= Fortunato Teho =

Fortunato Teho (1908–1986) was a well-known horticultural writer, broadcaster, educator and publicist in Hawaii from the late 1940s to the mid-1980s. Teho was the first Filipino to graduate from the University of Hawaii; and he was the first Filipino in Hawaii to become a naturalized American citizen.

==Life and career==
Teho was born in Manila in 1908. In 1911, his parents, Amando Teho and Benita Garcia, migrated to Hawaii and enrolled their son in public school on the island of Kauai. In 1919, Teho was awarded a scholarship to Mid-Pacific Institute in Honolulu for his high-school years, graduating in 1923. Teho then enrolled at the University of Hawaii, graduating in 1927 with a B.S. degree in agricultural sugar technology. Teho was the first Filipino to graduate from the University of Hawaii.

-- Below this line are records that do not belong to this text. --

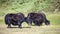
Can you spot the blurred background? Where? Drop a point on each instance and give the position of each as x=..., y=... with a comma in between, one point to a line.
x=50, y=7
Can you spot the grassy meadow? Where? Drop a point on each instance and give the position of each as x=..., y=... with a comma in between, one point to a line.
x=53, y=28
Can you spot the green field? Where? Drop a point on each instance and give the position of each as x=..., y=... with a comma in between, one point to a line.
x=53, y=28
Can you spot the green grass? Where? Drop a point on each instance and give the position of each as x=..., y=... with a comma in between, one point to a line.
x=53, y=28
x=54, y=18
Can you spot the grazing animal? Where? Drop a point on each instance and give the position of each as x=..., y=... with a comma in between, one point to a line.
x=37, y=19
x=14, y=19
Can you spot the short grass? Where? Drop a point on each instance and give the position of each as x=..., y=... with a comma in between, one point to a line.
x=53, y=28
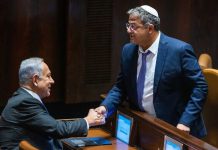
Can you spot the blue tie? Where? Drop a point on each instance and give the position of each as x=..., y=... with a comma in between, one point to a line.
x=141, y=79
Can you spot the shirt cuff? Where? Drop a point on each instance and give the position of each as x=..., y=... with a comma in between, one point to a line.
x=87, y=124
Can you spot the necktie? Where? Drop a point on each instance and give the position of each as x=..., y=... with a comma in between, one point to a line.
x=141, y=79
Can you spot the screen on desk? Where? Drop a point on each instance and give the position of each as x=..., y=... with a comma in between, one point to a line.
x=123, y=127
x=171, y=144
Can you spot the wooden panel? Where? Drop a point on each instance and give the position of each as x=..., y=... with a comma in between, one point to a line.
x=150, y=132
x=88, y=59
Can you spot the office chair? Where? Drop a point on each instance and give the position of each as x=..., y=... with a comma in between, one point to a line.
x=25, y=145
x=210, y=110
x=205, y=61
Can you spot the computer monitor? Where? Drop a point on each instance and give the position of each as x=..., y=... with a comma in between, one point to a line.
x=124, y=125
x=172, y=144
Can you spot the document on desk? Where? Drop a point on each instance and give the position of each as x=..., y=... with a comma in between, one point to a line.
x=86, y=141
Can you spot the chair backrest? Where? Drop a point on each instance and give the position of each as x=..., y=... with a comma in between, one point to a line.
x=205, y=61
x=25, y=145
x=210, y=110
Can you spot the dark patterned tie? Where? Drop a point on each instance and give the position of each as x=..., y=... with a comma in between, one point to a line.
x=141, y=79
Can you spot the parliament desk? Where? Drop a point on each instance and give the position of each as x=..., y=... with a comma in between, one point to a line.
x=98, y=132
x=148, y=134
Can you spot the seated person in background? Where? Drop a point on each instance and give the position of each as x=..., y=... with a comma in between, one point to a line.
x=159, y=75
x=25, y=117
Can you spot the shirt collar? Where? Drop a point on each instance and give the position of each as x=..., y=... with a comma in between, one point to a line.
x=154, y=47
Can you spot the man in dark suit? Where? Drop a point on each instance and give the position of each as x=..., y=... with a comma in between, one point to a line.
x=25, y=117
x=159, y=75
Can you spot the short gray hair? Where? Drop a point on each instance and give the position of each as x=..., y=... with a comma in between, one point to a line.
x=145, y=16
x=28, y=68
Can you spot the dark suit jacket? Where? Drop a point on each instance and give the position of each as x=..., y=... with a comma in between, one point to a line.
x=179, y=86
x=25, y=117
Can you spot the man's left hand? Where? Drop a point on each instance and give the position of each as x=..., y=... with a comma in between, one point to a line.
x=183, y=127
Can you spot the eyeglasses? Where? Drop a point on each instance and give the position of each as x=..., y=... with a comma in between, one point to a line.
x=133, y=27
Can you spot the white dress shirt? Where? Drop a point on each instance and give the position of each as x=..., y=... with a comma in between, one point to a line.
x=36, y=96
x=147, y=102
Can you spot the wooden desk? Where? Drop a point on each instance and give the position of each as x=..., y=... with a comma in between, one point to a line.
x=98, y=132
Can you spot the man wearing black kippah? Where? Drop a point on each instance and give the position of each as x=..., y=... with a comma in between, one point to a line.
x=159, y=75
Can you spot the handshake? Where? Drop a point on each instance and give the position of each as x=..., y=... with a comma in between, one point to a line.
x=96, y=116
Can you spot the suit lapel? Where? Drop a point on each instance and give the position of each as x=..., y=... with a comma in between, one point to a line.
x=161, y=57
x=134, y=73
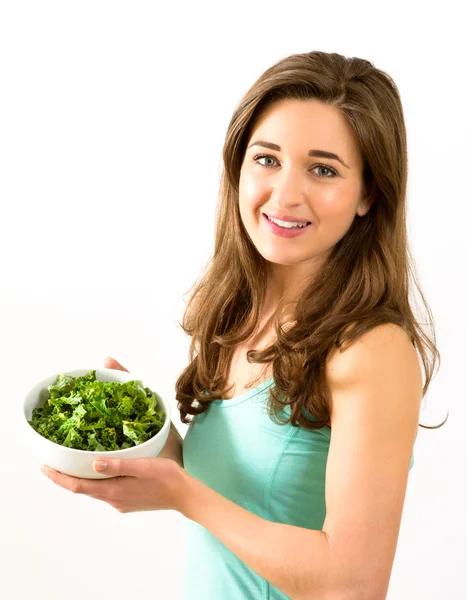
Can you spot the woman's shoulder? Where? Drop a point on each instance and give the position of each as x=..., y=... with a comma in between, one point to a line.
x=343, y=364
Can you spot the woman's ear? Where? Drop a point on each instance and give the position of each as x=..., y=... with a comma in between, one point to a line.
x=364, y=206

For several years, Teho worked for sugar companies as an agriculturalist. During this time, he gained some journalistic experience as writer-editor of a local newspaper; after World War II, he wrote newspaper dispatches while serving as liaison for the Hawaii Sugar Planters Association bringing workers from the Philippines to work in the sugar industry in Hawaii.

In 1945, Fortunato Teho was a member of the Filipino delegation to Washington, DC, to make the case for naturalization of Philippines-born nationals. And in 1948, Teho was the first Filipino in Hawaii to become a naturalized United States citizen.

In 1948, Teho was hired as a publicist for the University of Hawaii, College of Tropical Agriculture Extension Service. In 1957, Teho initiated the first radio agricultural broadcast in Hawaii. First aimed at the agricultural industry, the program soon was broadened to appeal to home gardeners and gained a wide audience. In 1958, Teho began broadcasting on television as well, and his programs were widely viewed throughout Hawaii for many years.

During this time, Teho also began writing regular gardening columns for newspapers throughout the state of Hawaii, including the Honolulu Advertiser and Star-Bulletin, the Hilo Hawaii Tribune-Herald, the Maui News and the Kauai Garden Island. In 1971, a collection of Teho's garden columns was published as Plants of Hawaii – How to Grow Them. The book was very successful and continues to be available.

As part of his work for UH Extension, Teho brought the convention of the National Association of Farm Broadcasters to Honolulu in 1969. He also served as president of the Western Garden Writers Association in 1980.

In 1982, Teho received the Garden Communicators’ Award from the National Association of Nurserymen, the oldest and most prestigious award the horticultural industry gives for outstanding garden writing and communication—and the first recognition by that organization of an agricultural expert from Hawaii.

Fortunato Teho died in 1986 of cancer. He was survived by his wife of 59 years, Susannah Ventura Teho; four children, Fortunato Teho, Jr., Susannah Villa, Barbara Shupp, and Patricia Teho; and many grandchildren.

Teho was widely eulogized as a memorable man who did much to keep Hawaii beautiful and productive.

At the time of his death, Teho left an introduction and outline for a new book on Hawaii horticulture he proposed to call Making the Most of Your Hawaii Yard – How to Cultivate Food and Flowers in Your Living Space. In the Introduction, the author proposed, “Consider turning your small lot, or acre, into a kitchen garden, a miniature orchard, an herbal boutique and a floral nursery.” Near the end of his life, then, Fortunato Teho came to embrace what years later would be called “sustainable horticulture.”